この暗い渓谷を全速力で飛翔魔法を繰り、漸く逃げ切れるかどうかと言う所。その速度でニルが駆けたならレイチェルの力では振り落とされてしまう。
スタミナはきっとあちらに分がある。ここを根城にしているのならば、地の利もある。
そしてなにより、逃げ切る前にエルフの里に着いてしまったのなら甚大な被害をもたらす。
ここで、倒さなくては。
「セルリアぁっ!!逃げてっ!!」
レイチェルが泣きそうな声で弓を引き続ける。カンカンと弾かれる音がしてそちらの方にゴリアテボアは標準を定めた。
「ニル!いけないっ」
魔力が頭部に集まって行く。ゴリアテボアは魔術なんて物は使えない。しかし、内包した魔力を塊にしてただ敵にぶつけると言うスキルが使える。スキルと言うには余りにお粗末、けれど、この濃い闇の魔力漂う渓谷で長年体内に蓄積された魔力がいかなものか。そして、それが直撃したなら。
「間に合え、間に合えっ!」
考えなくても分かる。
飛びながら、防御魔法を平行して詠唱する。
「スキル・紫眼発動っ」
反動など構っていられません。紫眼を発動すると一段と飛行速度が速まる。巨体を抜けると、既に黒角に集まった魔力が放たれる直前まで膨れ上がっていた。いつかのブレイズドラゴンのランスと同等の密度に感じる。あの時は師匠とマスターが一緒だった。護ってくれる人達がいた。
今は違う。僕が護る側だ。
「光の聖霊たるウィル・オ・ウィスプに希う」
あの時、僕は最後まで障壁を維持出来なかった。薄れてゆく意識の中、マスターはギュッと抱き締めてくれた。いつも小さな僕を決して大きくない背中に隠し立ちはだかってくれた。

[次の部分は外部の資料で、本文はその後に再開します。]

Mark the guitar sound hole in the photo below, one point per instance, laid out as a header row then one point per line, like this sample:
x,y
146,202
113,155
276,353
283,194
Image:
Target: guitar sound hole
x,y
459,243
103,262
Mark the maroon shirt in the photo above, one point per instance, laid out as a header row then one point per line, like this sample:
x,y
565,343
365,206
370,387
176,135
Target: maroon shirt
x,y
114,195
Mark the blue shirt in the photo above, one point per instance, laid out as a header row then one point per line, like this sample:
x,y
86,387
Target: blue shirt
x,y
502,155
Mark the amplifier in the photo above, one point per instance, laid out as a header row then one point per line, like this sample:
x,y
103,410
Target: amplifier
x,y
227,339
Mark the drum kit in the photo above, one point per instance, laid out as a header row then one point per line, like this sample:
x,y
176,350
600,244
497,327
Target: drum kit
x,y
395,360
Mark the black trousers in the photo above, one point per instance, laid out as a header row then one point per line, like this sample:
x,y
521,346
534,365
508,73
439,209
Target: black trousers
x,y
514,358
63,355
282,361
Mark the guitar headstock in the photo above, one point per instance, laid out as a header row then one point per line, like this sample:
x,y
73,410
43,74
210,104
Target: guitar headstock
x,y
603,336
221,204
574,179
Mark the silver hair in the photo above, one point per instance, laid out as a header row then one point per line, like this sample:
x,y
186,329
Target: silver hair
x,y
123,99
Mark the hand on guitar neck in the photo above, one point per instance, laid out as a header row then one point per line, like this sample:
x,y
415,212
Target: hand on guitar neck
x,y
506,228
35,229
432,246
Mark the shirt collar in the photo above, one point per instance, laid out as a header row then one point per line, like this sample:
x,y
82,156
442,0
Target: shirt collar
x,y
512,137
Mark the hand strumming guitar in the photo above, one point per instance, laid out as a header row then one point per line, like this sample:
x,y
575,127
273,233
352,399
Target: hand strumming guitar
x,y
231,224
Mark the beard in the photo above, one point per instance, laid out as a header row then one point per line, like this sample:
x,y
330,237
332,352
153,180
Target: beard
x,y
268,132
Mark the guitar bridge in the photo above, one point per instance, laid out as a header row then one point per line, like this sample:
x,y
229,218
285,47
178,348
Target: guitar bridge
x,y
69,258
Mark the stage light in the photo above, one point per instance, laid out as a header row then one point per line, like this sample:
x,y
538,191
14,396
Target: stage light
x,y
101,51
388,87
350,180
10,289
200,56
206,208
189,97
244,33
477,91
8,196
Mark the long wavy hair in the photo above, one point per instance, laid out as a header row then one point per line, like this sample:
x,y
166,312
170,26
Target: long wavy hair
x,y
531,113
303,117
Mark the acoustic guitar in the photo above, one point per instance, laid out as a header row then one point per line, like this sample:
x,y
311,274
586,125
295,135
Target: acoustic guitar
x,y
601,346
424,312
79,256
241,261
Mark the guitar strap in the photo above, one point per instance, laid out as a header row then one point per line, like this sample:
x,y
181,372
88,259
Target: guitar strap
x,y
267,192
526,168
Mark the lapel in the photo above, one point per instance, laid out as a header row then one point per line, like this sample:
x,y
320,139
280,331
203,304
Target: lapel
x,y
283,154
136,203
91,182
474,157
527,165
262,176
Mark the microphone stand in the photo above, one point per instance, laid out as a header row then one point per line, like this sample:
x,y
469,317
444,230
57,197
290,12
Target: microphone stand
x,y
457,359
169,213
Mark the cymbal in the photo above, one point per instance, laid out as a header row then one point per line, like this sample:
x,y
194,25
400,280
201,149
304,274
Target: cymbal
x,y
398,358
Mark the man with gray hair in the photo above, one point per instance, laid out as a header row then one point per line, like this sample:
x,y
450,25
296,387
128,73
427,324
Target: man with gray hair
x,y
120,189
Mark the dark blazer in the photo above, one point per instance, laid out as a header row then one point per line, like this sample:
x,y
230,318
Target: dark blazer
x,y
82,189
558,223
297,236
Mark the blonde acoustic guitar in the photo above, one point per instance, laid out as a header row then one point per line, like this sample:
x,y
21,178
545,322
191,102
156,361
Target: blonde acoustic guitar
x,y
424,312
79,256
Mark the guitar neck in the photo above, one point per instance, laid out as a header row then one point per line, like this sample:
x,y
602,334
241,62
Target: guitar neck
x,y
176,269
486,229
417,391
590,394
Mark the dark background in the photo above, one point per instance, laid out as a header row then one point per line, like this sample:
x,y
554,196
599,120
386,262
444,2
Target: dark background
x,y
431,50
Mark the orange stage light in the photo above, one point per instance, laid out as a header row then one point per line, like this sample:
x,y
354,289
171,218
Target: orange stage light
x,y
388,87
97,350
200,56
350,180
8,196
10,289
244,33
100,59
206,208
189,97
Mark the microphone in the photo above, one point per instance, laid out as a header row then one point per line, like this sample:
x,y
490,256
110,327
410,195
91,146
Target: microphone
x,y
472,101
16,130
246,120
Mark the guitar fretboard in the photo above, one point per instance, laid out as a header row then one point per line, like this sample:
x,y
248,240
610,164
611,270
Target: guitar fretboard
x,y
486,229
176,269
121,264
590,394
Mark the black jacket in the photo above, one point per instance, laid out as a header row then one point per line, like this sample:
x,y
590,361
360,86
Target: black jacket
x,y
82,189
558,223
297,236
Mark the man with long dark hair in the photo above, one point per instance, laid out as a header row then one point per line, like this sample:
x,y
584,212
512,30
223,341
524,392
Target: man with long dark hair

「我の背に集いし弱き者、そのすべてを邪なる闇より護りし神聖なる光を貸し与え賜え」
僕に二人を護れるだろうか?
今度は止められるだろうか?
迷うな、今は……。
「ブォオオオオオォォォオッ!!!」
僕にしかできない!
「セイクリッドシールドっ!!!」
光の盾が展開し、瞬間ズドンと言う衝撃音。身体を巡る魔力が急速に失われていく。
「あ゛ぁあああっ!!!」
口から言葉にならない咆哮をしていた。こんなに大きな声出るんですね、なんて言うちょっとした驚きも浮かんですぐに消えました。
黒く重い指向性のない暴力的な魔力の塊、押し潰されそうな圧力が身体を襲う。魔力の節約など気にしていられない程の威力です。その闇と光の魔力がぶつかり合った余波で周囲の岩が音を立て砕けていく。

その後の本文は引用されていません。